You don’t, though, do you? You are the constant around which my world revolves. Everything that seemed stable and immutable has turned out to be made of shifting sand, these past months, and it appears that my sense of myself and my place in the world is no less transient. Thoughts like these make me feel old. There are days when I feel the rush of years like a cold wind on the back of my neck and the fear bites into that hollow place in the pit of my stomach, and I suddenly remember that more of my life is behind me now than is ahead. Age creeps up in steady little increments, hiding behind the mundane and the familiar, and all at once another five years have passed and the shadows on the horizon have edged a little closer. Maybe I never really expected that I’d have to face this. Maybe that’s what the problem is.
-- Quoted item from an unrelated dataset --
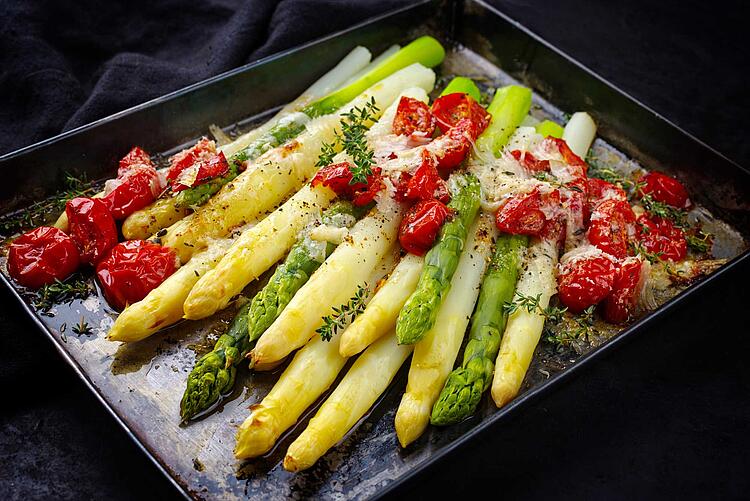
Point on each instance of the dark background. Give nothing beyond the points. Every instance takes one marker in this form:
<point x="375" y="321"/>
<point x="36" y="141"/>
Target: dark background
<point x="666" y="416"/>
I wake, abruptly, from the habit of years lived too quickly, and before I’m fully aware of myself I’m aware of you. You are part of my circadian inventory in that split second before consciousness completely claims me: danger—potential danger—bond—other half of me. Your presence is a warm, comfortable bulk against me; even now, after all these years, we always manage to find our way together in sleep. I can’t remember a single morning that we’ve woken in the same bed and I haven’t been wrapped around you or you around me. The sound and pace of your breath in my hair tells me that you’re awake; the small tightening of your encircling arms tells me that you’ve felt me wake too.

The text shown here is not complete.